This Sunday is Mother’s Day. There’s a special bond between mother and child, which can be observed not just in humans but throughout the natural world. It’s a relationship I often try and capture in my animal sculptures. So here for your enjoyment is a selection of Mother’s Day animal sculptures.
Motherhood can be a wonderful, life affirming experience. But let’s be honest, it’s not all plain sailing. There are plenty of sacrifices along the way.
After she lays an egg, an emperor penguin mother will walk up to 50 miles to the ocean to catch fish and then return to regurgitate that fish to her newly hatched chick (suddenly, having to pop down to the corner shop for another pint of milk doesn’t seem like such a big deal).
A polar bear mother will typically gain over 200 pounds in weight and will then have to spend nine months holed up in a tiny den in preparation for birth. She will not eat for between four and eight months!
With the longest gestation period of any mammal (22 months), elephant mothers nurse their calves for four to six years. Even after they are weaned, elephants stay with their mothers for about 16 years.
Perhaps unsurprisingly, the relationship between an elephant and her calf is one of the strongest bonds in the animal kingdom, making the elephant my top pick of all my Mother’s Day animal sculptures.
Orangutans also develop a very strong bond with their offspring, which you will often see clutching to their mothers. Over the next six to seven years, baby orangutans learn everything from foraging to nest-building from their mothers.

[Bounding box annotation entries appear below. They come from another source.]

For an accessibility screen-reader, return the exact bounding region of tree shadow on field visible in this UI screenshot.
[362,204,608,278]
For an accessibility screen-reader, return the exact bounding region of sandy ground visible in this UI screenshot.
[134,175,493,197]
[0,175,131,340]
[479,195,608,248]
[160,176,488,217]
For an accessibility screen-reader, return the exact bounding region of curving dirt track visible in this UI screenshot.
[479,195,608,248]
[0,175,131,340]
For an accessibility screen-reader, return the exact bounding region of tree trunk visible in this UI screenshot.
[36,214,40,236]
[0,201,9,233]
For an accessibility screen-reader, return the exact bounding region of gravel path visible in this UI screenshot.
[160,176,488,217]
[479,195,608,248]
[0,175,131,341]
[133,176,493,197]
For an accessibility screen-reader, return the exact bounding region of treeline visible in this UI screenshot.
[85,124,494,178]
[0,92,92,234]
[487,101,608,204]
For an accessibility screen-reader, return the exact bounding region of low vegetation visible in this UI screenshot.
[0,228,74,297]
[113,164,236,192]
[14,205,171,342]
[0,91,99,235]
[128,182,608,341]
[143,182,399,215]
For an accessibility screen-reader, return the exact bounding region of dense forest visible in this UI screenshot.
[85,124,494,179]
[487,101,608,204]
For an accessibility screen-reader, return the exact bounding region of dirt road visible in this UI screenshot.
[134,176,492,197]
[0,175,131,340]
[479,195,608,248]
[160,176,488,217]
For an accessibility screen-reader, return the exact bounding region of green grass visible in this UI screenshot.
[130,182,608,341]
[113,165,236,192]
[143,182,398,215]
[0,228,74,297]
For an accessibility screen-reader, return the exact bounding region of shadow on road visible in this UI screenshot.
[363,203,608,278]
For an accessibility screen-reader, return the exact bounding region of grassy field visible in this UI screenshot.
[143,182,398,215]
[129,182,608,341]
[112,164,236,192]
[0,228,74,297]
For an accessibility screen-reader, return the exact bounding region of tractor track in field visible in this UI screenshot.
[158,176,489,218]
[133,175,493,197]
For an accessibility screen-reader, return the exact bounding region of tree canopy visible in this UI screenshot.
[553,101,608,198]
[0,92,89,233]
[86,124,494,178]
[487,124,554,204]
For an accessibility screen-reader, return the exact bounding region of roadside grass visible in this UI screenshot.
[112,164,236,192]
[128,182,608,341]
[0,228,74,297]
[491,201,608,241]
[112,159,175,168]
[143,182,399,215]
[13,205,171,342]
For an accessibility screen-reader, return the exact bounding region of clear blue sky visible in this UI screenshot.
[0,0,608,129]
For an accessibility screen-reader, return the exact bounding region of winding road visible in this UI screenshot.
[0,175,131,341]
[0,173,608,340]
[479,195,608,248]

Older female orangutans even return to visit their mothers until they reach the age of 16.
Malayan Tapirs, which I have modelled only recently, also form close bonds. Wherever mum goes, the little baby is never far behind. This makes for wonderful sculptural possibilities.
As any mother will tell you, keeping tabs on the little ones isn’t always easy. But that isn’t a problem for harp seal mothers, who can identify their babies from hundreds of others based on smell alone.

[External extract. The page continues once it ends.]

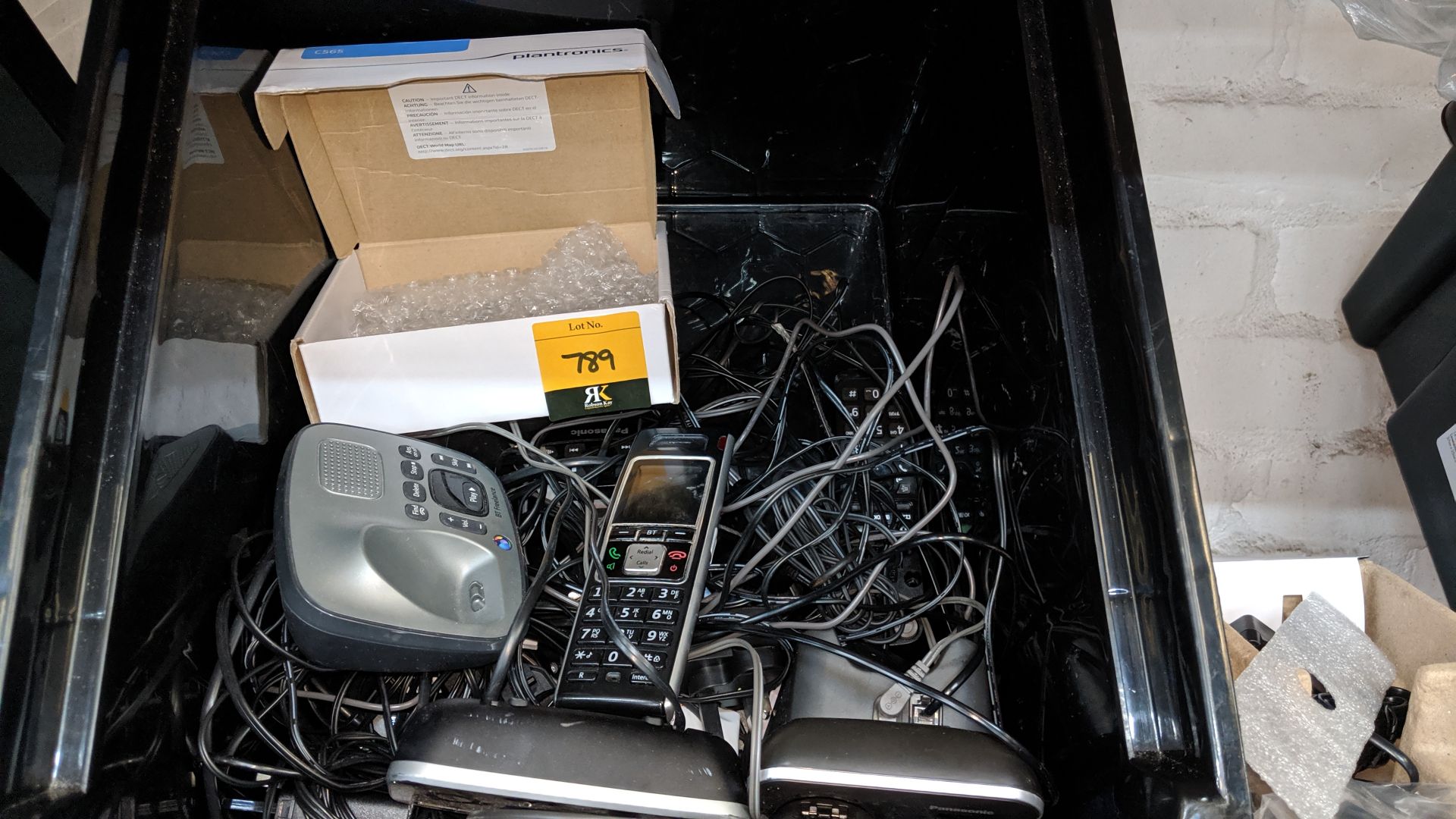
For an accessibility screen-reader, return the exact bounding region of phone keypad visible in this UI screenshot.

Many animals carry their young. Alligators carry their babies in their jaw for protection. Once a baby joey becomes too big for her pouch, a koala bear mother will carry her child on her back.
Ring-tailed lemurs, which I have observed in the wild in Madagascar, cling to their mother’s abdomens as soon as they are born. When they are strong enough, they switch to mum’s back, where presumably the view is much better!